My first jury trial as a young state prosecutor involved the armed robbery of a south Georgia convenience store. The store had been held up by a lone gunman at about 7:30 one evening. The store clerk and a customer had positively identified the defendant as the gunman. The customer had even gotten a good description of his vehicle, along with a partial tag number.
The defendant offered an alibi defense. He contended that he couldn’t have robbed the convenience store, because he was at home at the time of the robbery. He claimed that he and his family were all gathered around the television set, watching the old game show, “Name That Tune.” The defense attorney also put the defendant’s sister on the stand. She likewise testified that her brother had been at home, with the rest of the family, watching “Name That Tune.”

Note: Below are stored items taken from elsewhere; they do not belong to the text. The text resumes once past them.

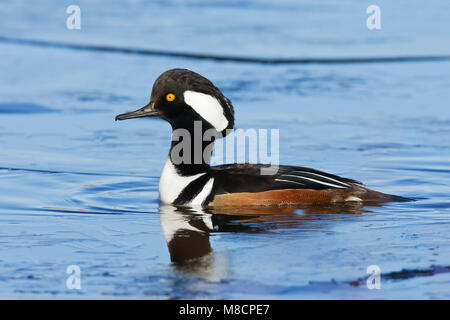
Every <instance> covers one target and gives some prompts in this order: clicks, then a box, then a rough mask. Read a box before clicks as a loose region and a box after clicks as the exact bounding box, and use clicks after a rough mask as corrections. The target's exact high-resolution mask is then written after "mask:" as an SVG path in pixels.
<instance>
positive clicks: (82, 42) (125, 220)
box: [0, 0, 450, 299]
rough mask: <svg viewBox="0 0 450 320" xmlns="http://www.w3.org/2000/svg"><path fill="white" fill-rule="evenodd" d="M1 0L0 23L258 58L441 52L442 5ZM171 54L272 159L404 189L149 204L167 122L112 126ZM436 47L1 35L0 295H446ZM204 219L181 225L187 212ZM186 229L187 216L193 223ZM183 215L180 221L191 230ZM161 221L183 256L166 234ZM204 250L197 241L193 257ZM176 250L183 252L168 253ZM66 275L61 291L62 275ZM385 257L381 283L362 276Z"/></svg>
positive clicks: (444, 100) (164, 148) (447, 290)
mask: <svg viewBox="0 0 450 320" xmlns="http://www.w3.org/2000/svg"><path fill="white" fill-rule="evenodd" d="M70 4H72V3H71V2H70V1H62V2H54V1H40V2H39V4H33V5H30V3H29V2H27V1H4V2H2V3H1V4H0V17H1V19H0V36H4V37H10V38H18V39H39V40H48V41H56V42H65V43H79V44H89V45H109V46H118V47H124V48H127V47H130V48H144V49H145V48H147V49H159V50H172V51H177V52H181V51H182V52H194V53H209V54H227V55H236V56H256V57H269V58H271V57H284V58H286V57H289V58H292V57H294V58H295V57H300V58H303V57H307V58H308V57H309V58H311V57H312V58H314V57H372V56H375V57H376V56H398V55H402V56H414V55H432V54H450V41H449V40H450V23H449V21H448V18H447V13H448V12H449V10H450V5H449V4H447V3H445V2H442V1H428V2H427V5H426V6H424V5H423V4H421V3H413V4H411V3H410V1H406V0H405V1H395V3H392V2H391V1H378V4H379V5H380V7H381V10H382V29H381V30H377V31H369V30H367V28H366V26H365V19H366V17H367V16H366V13H365V9H366V7H367V6H368V5H369V3H361V2H360V1H345V2H339V4H338V3H336V2H335V1H322V2H320V3H317V2H315V1H303V2H301V3H297V2H296V1H277V2H269V1H266V2H256V1H226V2H216V1H206V0H205V1H194V2H189V4H187V3H185V2H183V1H167V2H159V1H155V2H152V3H150V4H149V3H147V2H146V1H137V0H135V1H131V0H130V1H122V2H119V1H115V2H112V3H108V4H106V3H105V2H101V1H78V2H77V4H78V5H79V6H80V7H81V11H82V24H81V30H68V29H66V27H65V19H66V18H67V16H68V15H67V14H66V13H65V9H66V7H67V6H68V5H70ZM173 67H184V68H189V69H192V70H194V71H196V72H198V73H200V74H202V75H204V76H206V77H208V78H209V79H211V80H212V81H213V82H214V83H215V84H216V85H217V86H218V87H219V88H221V89H222V91H223V92H224V94H225V95H226V96H227V97H229V98H230V99H231V100H232V102H233V104H234V107H235V112H236V126H237V127H239V128H268V129H270V128H275V129H279V130H280V152H279V154H280V161H281V163H283V164H293V165H302V166H309V167H314V168H317V169H320V170H325V171H328V172H331V173H335V174H339V175H342V176H345V177H350V178H354V179H357V180H360V181H363V182H365V184H366V185H367V186H368V187H370V188H373V189H376V190H380V191H383V192H386V193H392V194H398V195H401V196H405V197H412V198H416V199H417V201H415V202H406V203H391V204H385V205H382V206H364V207H363V206H358V205H334V206H319V207H317V206H305V207H302V208H298V209H296V210H294V211H293V212H284V211H276V210H269V211H256V212H255V211H252V212H246V211H243V210H237V211H234V212H212V213H211V212H199V211H195V210H194V211H191V212H180V211H176V210H175V208H173V207H170V206H160V205H159V202H158V181H159V176H160V173H161V169H162V167H163V165H164V162H165V160H166V155H167V153H168V148H169V139H170V138H169V137H170V127H169V125H168V124H167V123H165V122H163V121H158V120H153V119H140V120H134V121H132V120H130V121H126V122H120V123H119V122H115V121H114V116H115V115H116V114H119V113H122V112H125V111H130V110H134V109H136V108H138V107H141V106H143V105H145V104H146V103H147V101H148V99H149V96H150V90H151V86H152V84H153V81H154V79H155V78H156V77H157V76H158V75H159V74H160V73H161V72H163V71H165V70H167V69H170V68H173ZM449 70H450V61H430V62H420V63H419V62H407V63H378V64H289V65H286V64H281V65H265V64H251V63H235V62H219V61H213V60H195V59H187V58H171V57H161V56H159V57H158V56H145V55H126V54H119V53H108V52H102V51H79V50H70V49H57V48H49V47H42V46H38V45H36V46H25V45H19V44H15V43H8V42H3V41H0V146H1V148H0V179H1V183H0V297H1V298H9V299H11V298H12V299H15V298H18V299H23V298H32V299H39V298H57V299H66V298H68V299H73V298H75V299H76V298H151V299H168V298H178V299H179V298H181V299H186V298H193V299H222V298H223V299H240V298H251V299H262V298H268V299H304V298H306V299H313V298H319V299H402V298H408V299H444V298H445V299H448V298H450V290H449V288H450V272H449V271H450V268H449V266H450V237H449V233H448V230H449V227H450V200H449V194H450V165H449V163H450V146H449V141H450V108H449V104H448V103H449V102H448V101H450V91H449V90H448V88H449V87H450V73H449V72H448V71H449ZM189 222H190V223H191V224H192V223H194V224H200V225H202V224H203V225H215V226H216V228H217V230H215V231H213V232H209V233H208V232H207V233H205V232H199V231H198V230H197V231H195V230H190V232H188V231H186V228H187V229H189V227H188V226H187V225H188V223H189ZM191 229H192V228H191ZM194 229H195V228H194ZM174 232H175V233H176V232H178V233H176V235H177V236H176V237H175V238H176V239H177V240H178V244H179V245H180V246H181V247H180V248H183V249H182V250H181V251H180V250H176V249H174V248H171V247H170V246H168V244H167V242H166V237H165V234H167V233H174ZM200 251H201V254H199V253H198V252H200ZM171 254H172V258H173V257H175V258H178V259H181V258H182V257H189V256H192V257H193V256H196V255H197V256H199V255H201V257H199V258H196V259H194V260H191V261H187V262H186V261H185V262H183V263H178V264H177V263H172V262H171V256H170V255H171ZM69 265H77V266H79V267H80V270H81V289H80V290H77V289H68V288H67V286H66V280H67V278H68V277H69V275H68V274H66V269H67V267H68V266H69ZM370 265H377V266H379V268H380V269H381V289H379V290H369V289H368V288H367V286H366V279H367V277H368V276H369V274H368V273H367V272H366V270H367V267H368V266H370Z"/></svg>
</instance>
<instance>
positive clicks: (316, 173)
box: [293, 171, 350, 187]
mask: <svg viewBox="0 0 450 320" xmlns="http://www.w3.org/2000/svg"><path fill="white" fill-rule="evenodd" d="M293 172H300V173H307V174H312V175H314V176H317V177H321V178H324V179H326V180H330V181H334V182H337V183H339V184H342V185H345V186H347V187H350V185H349V184H347V183H345V182H342V181H338V180H336V179H333V178H330V177H327V176H322V175H320V174H317V173H312V172H307V171H293Z"/></svg>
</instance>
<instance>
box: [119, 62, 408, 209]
mask: <svg viewBox="0 0 450 320" xmlns="http://www.w3.org/2000/svg"><path fill="white" fill-rule="evenodd" d="M140 117H159V118H161V119H164V120H166V121H168V122H169V123H170V124H171V126H172V129H173V130H174V132H175V130H177V129H180V130H184V131H185V132H186V130H187V131H188V132H189V133H192V134H193V133H194V130H196V128H195V125H194V123H195V122H198V121H200V123H201V125H202V126H201V128H202V129H201V130H202V133H204V132H205V131H206V130H208V129H213V130H215V131H217V132H218V133H221V134H222V136H225V135H226V134H227V133H228V132H229V131H230V129H233V126H234V110H233V106H232V104H231V102H230V100H228V99H227V98H226V97H225V96H224V95H223V94H222V92H221V91H220V90H219V89H218V88H217V87H216V86H214V84H213V83H212V82H211V81H209V80H208V79H206V78H205V77H203V76H201V75H199V74H197V73H195V72H193V71H190V70H187V69H171V70H168V71H166V72H164V73H162V74H161V75H160V76H159V77H158V79H156V81H155V83H154V85H153V89H152V93H151V97H150V102H149V103H148V104H147V105H146V106H145V107H143V108H141V109H138V110H136V111H132V112H128V113H124V114H120V115H118V116H117V117H116V120H125V119H131V118H140ZM172 140H174V139H172ZM211 141H213V139H212V140H211ZM211 141H202V145H201V147H202V148H201V149H199V148H198V147H196V145H195V144H193V146H192V147H191V150H190V151H191V152H190V154H189V155H187V157H188V160H192V161H184V162H181V163H179V161H174V159H173V156H172V149H174V148H176V145H177V143H176V142H175V141H172V146H171V152H170V153H169V157H168V159H167V161H166V164H165V166H164V169H163V172H162V175H161V179H160V182H159V194H160V200H161V202H163V203H167V204H172V205H176V206H193V205H201V206H207V207H209V206H211V207H230V206H232V207H242V206H245V207H248V206H278V207H279V206H295V205H296V204H302V203H324V202H343V201H376V202H387V201H404V200H408V199H406V198H402V197H397V196H393V195H388V194H384V193H381V192H377V191H374V190H370V189H367V188H365V187H363V185H362V183H361V182H358V181H356V180H352V179H347V178H342V177H339V176H336V175H333V174H329V173H325V172H321V171H318V170H314V169H311V168H304V167H296V166H279V167H278V171H277V172H276V173H274V174H272V175H261V169H264V168H265V167H268V165H263V164H225V165H220V166H213V167H211V166H210V165H209V158H208V155H209V156H211V152H212V145H213V142H211ZM199 154H200V157H199ZM205 154H206V155H207V156H206V157H204V156H203V155H205ZM184 156H186V155H184ZM199 158H201V160H200V161H198V159H199ZM194 160H196V161H194Z"/></svg>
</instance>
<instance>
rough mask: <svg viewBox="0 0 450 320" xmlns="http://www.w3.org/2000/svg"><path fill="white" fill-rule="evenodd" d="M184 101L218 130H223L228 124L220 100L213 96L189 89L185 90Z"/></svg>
mask: <svg viewBox="0 0 450 320" xmlns="http://www.w3.org/2000/svg"><path fill="white" fill-rule="evenodd" d="M184 101H185V102H186V103H187V104H188V105H190V106H191V108H192V109H194V110H195V112H197V113H198V114H199V115H200V116H201V117H202V118H203V119H205V120H206V121H208V122H209V123H210V124H211V125H212V126H213V127H214V128H216V130H217V131H222V130H224V129H225V128H226V127H227V126H228V120H227V118H226V117H225V115H224V113H223V111H224V110H223V108H222V106H221V104H220V102H219V101H218V100H217V99H216V98H214V97H213V96H210V95H209V94H205V93H201V92H196V91H190V90H187V91H185V92H184Z"/></svg>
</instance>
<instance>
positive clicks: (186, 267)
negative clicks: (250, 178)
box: [159, 202, 381, 280]
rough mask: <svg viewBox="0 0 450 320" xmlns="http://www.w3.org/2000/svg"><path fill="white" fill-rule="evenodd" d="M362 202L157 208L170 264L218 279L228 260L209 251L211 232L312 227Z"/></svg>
mask: <svg viewBox="0 0 450 320" xmlns="http://www.w3.org/2000/svg"><path fill="white" fill-rule="evenodd" d="M366 205H367V204H366ZM364 206H365V205H364V204H362V203H360V202H351V203H342V204H327V205H311V204H309V205H304V206H298V207H296V208H210V209H206V208H186V207H184V208H183V207H174V206H171V205H161V206H160V208H159V211H160V219H161V227H162V231H163V234H164V237H165V239H166V242H167V247H168V249H169V253H170V259H171V261H172V263H173V266H174V267H175V268H176V269H177V270H178V271H180V272H183V273H188V274H190V275H194V276H200V277H204V278H208V279H216V280H220V279H221V278H223V277H225V276H226V273H227V265H228V263H227V260H226V257H225V256H224V255H223V254H219V253H214V252H213V250H212V248H211V243H210V239H209V237H210V234H211V233H218V232H252V233H254V232H256V233H257V232H269V231H270V230H273V229H299V230H302V229H303V230H304V229H305V228H311V229H312V228H317V224H312V223H310V222H314V221H316V220H319V219H320V220H324V219H325V220H335V219H337V215H340V214H351V216H352V217H355V214H361V213H364V212H370V211H369V210H367V209H365V208H364ZM371 206H372V207H373V206H381V204H379V203H378V204H375V203H374V204H371ZM321 225H323V224H321ZM308 226H309V227H308Z"/></svg>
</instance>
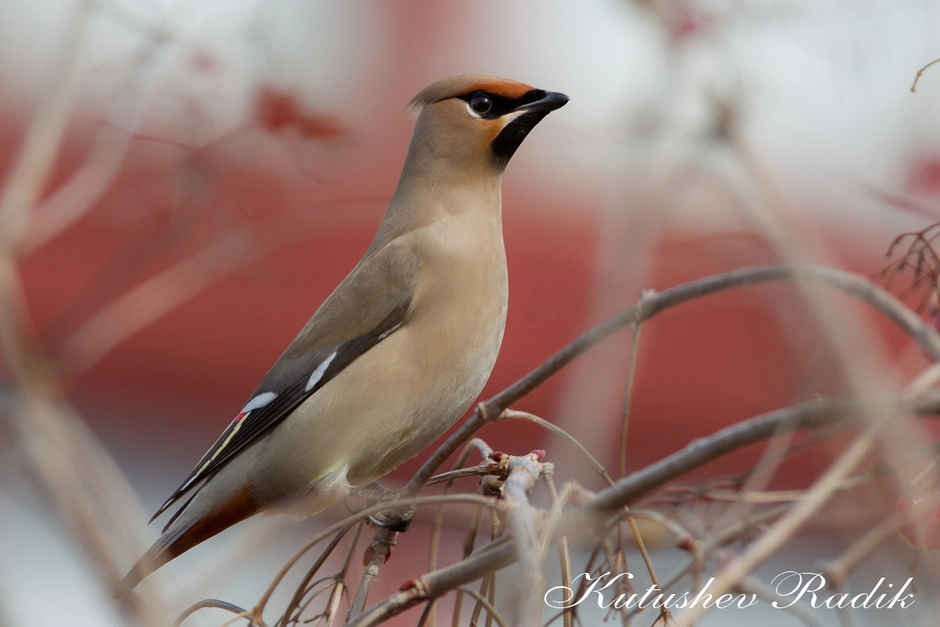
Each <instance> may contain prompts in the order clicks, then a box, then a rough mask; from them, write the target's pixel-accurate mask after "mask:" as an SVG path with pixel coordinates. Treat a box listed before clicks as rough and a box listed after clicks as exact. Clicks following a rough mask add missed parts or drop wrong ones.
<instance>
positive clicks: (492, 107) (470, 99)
mask: <svg viewBox="0 0 940 627" xmlns="http://www.w3.org/2000/svg"><path fill="white" fill-rule="evenodd" d="M470 108H471V109H473V110H474V111H475V112H477V113H479V114H480V115H485V114H487V113H489V112H490V109H492V108H493V101H492V100H490V97H489V96H484V95H483V94H480V95H478V96H474V97H473V98H471V99H470Z"/></svg>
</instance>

As a struggling young trial lawyer, I had no clue about how to cross-examine the defendant’s sister. Law school had clearly not prepared for this situation. I stood up and, as I approached the lectern, I still had no game plan for my cross-examination. Then the idea hit me. Throwing caution to the wind, I simply asked her, “Ma’am, you say that your brother was at home at 7:30, can you tell this jury whether he robbed the store BEFORE or AFTER “Name That Tune?” Incredibly, before she could think it through, the defendant’s sister stupidly blurted out, “Before!” I was shocked. The defense lawyer was shocked. Everyone in the courtroom was shocked. Then the laughter began. First, it was just a few scattered giggles. But then it spread, like butter on a hot biscuit. Soon, everyone in the courtroom, including the jurors, was laughing! Everyone laughed, that is, except the defendant and his attorney! The jury promptly “named the defendant’s tune” in one note, with a guilty verdict! I won my case! I was so happy that I could have jumped a stump backwards!
I learned from this case that God looks after not only drunks and fools. God also looks after inexperienced trial lawyers! But if I try cases until I am one hundred years old, I will never again be this lucky in cross-examining an alibi witness!